估计Scala Spark作业所需的内存

本文介绍了估计Scala Spark作业所需的内存的处理方法，对大家解决问题具有一定的参考价值，需要的朋友们下面随着小编来一起学习吧！

问题描述

我试图发现Spark作业需要多少内存.

I'm attempting to discover how much memory will be required by Spark job.

我执行工作时收到异常:

When I run job I receive exception :

15/02/12 12:01:08 INFO rdd.HadoopRDD: Input split: file:/c:/data/example.txt:20661+20661
15/02/12 12:01:08 INFO rdd.HadoopRDD: Input split: file:/c:/data/example.txt:61983+20661
15/02/12 12:01:09 INFO rdd.HadoopRDD: Input split: file:/c:/data/example.txt:0+20661
15/02/12 12:01:09 INFO rdd.HadoopRDD: Input split: file:/c:/data/example.txt:61983+20661
15/02/12 12:01:09 INFO rdd.HadoopRDD: Input split: file:/c:/data/example.txt:41322+20661
15/02/12 12:01:09 INFO rdd.HadoopRDD: Input split: file:/c:/data/example.txt:20661+20661
15/02/12 12:01:11 ERROR executor.Executor: Exception in task 2.0 in stage 0.0 (TID 2)
java.lang.OutOfMemoryError: Java heap space

许多带有"15/02/12 12:01:08 INFO rdd.HadoopRDD的消息:输入拆分:file:/c:/data/example.txt:20661 + 20661"被打印出来，为了简洁起见，在这里将其截短.

Many more messages with "15/02/12 12:01:08 INFO rdd.HadoopRDD: Input split: file:/c:/data/example.txt:20661+20661"are printed, just truncating them here for brevity.

我正在记录计算结果，经过大约1'000'000的计算，我收到了上述异常.

I'm logging the computations and after approx 1'000'000 calculations I receive above exception.

完成工作所需的计算数量为64'000'000

The number of calculations required to finish job is 64'000'000

当前我正在使用2GB的内存，这是否意味着要在内存中运行此作业而无需任何进一步的代码更改2GB * 64 = 128GB还是这是一种过于简单的预期所需内存的方法?

Currently I'm using 2GB of memory so does this mean to run this job in memory without any further code changes will require2GB * 64 = 128GB or is this a much too simpistic method of anticipating required memory ?

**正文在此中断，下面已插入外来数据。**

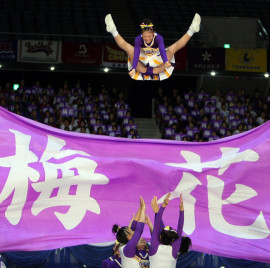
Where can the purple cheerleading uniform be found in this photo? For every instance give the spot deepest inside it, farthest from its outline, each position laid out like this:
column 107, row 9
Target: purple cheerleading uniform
column 129, row 252
column 157, row 47
column 163, row 255
column 106, row 262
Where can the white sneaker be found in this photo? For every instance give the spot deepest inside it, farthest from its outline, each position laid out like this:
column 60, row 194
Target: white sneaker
column 109, row 23
column 195, row 25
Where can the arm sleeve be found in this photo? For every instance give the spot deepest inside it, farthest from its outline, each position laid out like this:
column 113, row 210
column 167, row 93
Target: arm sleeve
column 137, row 47
column 133, row 225
column 156, row 233
column 176, row 244
column 162, row 226
column 161, row 46
column 131, row 246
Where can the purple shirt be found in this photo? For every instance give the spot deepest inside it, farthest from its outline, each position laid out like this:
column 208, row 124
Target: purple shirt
column 158, row 229
column 107, row 261
column 130, row 249
column 158, row 43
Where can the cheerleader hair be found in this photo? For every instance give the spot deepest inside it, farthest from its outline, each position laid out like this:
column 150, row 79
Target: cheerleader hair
column 168, row 236
column 121, row 233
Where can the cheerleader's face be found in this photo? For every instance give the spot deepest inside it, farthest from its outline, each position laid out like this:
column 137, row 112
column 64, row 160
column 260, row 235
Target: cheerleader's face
column 147, row 36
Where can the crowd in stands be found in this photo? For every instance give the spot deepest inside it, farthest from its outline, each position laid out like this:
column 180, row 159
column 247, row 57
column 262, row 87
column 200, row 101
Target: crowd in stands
column 187, row 116
column 72, row 109
column 201, row 117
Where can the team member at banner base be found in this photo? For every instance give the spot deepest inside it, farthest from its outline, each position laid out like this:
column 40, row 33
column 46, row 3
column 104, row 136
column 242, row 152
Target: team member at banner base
column 129, row 239
column 155, row 63
column 115, row 258
column 165, row 243
column 142, row 246
column 186, row 242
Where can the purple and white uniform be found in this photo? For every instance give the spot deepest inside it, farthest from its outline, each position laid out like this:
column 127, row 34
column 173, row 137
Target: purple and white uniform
column 129, row 252
column 152, row 55
column 164, row 256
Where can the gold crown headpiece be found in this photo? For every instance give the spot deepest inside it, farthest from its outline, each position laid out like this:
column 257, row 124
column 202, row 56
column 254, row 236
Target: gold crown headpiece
column 143, row 25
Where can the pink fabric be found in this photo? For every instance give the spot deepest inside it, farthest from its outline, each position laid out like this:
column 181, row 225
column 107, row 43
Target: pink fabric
column 60, row 189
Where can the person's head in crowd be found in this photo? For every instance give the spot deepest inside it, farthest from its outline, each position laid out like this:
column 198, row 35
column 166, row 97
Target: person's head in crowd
column 250, row 120
column 197, row 137
column 60, row 91
column 189, row 119
column 123, row 234
column 112, row 117
column 142, row 244
column 75, row 93
column 44, row 99
column 7, row 86
column 34, row 115
column 78, row 85
column 178, row 100
column 170, row 109
column 89, row 92
column 128, row 114
column 202, row 112
column 228, row 132
column 209, row 126
column 218, row 117
column 82, row 124
column 80, row 115
column 22, row 83
column 240, row 128
column 132, row 131
column 37, row 83
column 168, row 236
column 223, row 107
column 205, row 119
column 174, row 126
column 44, row 91
column 191, row 125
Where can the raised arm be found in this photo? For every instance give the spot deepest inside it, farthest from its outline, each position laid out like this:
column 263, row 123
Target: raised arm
column 137, row 47
column 163, row 54
column 156, row 232
column 176, row 244
column 131, row 246
column 136, row 218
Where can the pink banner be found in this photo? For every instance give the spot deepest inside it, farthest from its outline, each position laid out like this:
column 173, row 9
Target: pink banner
column 82, row 53
column 59, row 188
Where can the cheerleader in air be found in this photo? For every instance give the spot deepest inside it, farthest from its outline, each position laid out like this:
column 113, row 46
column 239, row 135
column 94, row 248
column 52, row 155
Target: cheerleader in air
column 166, row 242
column 148, row 59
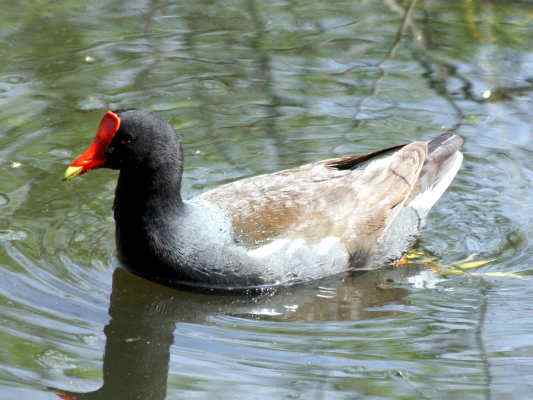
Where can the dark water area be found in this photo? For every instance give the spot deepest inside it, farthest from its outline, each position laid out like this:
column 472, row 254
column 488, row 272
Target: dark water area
column 254, row 87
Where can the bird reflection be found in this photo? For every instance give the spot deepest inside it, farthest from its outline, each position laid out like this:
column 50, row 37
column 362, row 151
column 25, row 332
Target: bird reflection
column 144, row 316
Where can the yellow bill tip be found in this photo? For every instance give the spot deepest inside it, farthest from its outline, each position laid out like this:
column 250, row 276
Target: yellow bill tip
column 72, row 172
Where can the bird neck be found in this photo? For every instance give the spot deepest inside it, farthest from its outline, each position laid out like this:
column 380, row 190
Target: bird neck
column 148, row 194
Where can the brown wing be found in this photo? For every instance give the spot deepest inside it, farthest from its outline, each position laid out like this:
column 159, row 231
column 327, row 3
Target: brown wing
column 349, row 198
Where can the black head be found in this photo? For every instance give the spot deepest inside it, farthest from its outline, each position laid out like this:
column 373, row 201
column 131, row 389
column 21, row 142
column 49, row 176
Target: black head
column 132, row 139
column 143, row 140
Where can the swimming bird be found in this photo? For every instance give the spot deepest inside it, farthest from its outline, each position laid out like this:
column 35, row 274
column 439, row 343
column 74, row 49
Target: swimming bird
column 301, row 224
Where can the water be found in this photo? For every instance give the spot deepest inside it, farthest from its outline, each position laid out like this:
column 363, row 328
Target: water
column 255, row 87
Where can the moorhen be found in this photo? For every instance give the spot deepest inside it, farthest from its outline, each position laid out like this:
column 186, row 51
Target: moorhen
column 301, row 224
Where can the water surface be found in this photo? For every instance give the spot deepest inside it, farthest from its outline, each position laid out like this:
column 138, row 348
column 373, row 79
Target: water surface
column 254, row 87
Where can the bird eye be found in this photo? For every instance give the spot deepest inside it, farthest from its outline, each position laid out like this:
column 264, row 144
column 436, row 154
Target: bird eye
column 126, row 140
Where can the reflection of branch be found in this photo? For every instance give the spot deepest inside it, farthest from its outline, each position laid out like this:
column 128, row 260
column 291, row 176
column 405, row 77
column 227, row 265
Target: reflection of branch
column 439, row 84
column 390, row 54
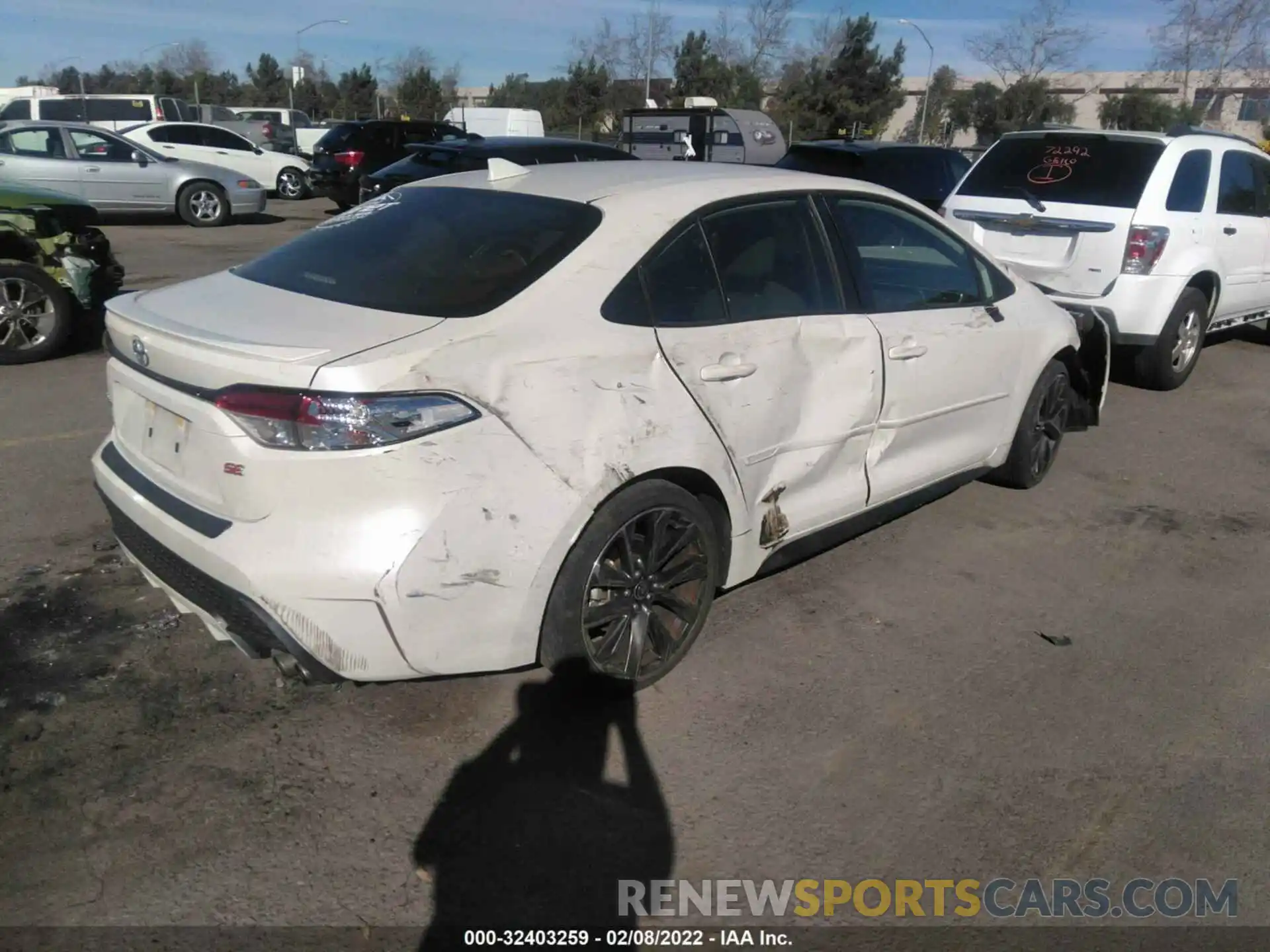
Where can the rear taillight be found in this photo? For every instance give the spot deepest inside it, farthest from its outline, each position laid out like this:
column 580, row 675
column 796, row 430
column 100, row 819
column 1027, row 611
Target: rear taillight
column 300, row 420
column 1143, row 249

如何生成每个拆分文件，例如"15/02/12 12:01:09 INFO rdd.HadoopRDD:输入拆分:file:/c:/data/example.txt:20661 + 20661"?这些未添加到文件系统中，因为本地计算机上不存在"file:/c:/data/example.txt:20661 + 20661"?

How is each split file such as "15/02/12 12:01:09 INFO rdd.HadoopRDD: Input split: file:/c:/data/example.txt:20661+20661" generated ? These are not added to file system as "file:/c:/data/example.txt:20661+20661" does not exist on local machine ?

推荐答案

要估算所需的内存量，我使用了以下方法:

To estimate the amount of required memory I've used this method :

使用 http://code.google.com/p/memory-measurer/，如:计算Java中对象的大小

一旦安装程序可以使用下面的代码来估算Scala集合的大小，这又将指示Spark应用程序所需的内存:

Once setup can use below code to estimate size of Scala collection and in turn this will provide an indication of required memory by Spark application :

object ObjectSizeDriver extends Application {

  val toMeasure = List(1,2,3,4,5,6);

  println(ObjectGraphMeasurer.measure(toMeasure));
  println(MemoryMeasurer.measureBytes(toMeasure));

}

这篇关于估计Scala Spark作业所需的内存的文章就介绍到这了，希望我们推荐的答案对大家有所帮助，也希望大家多多支持！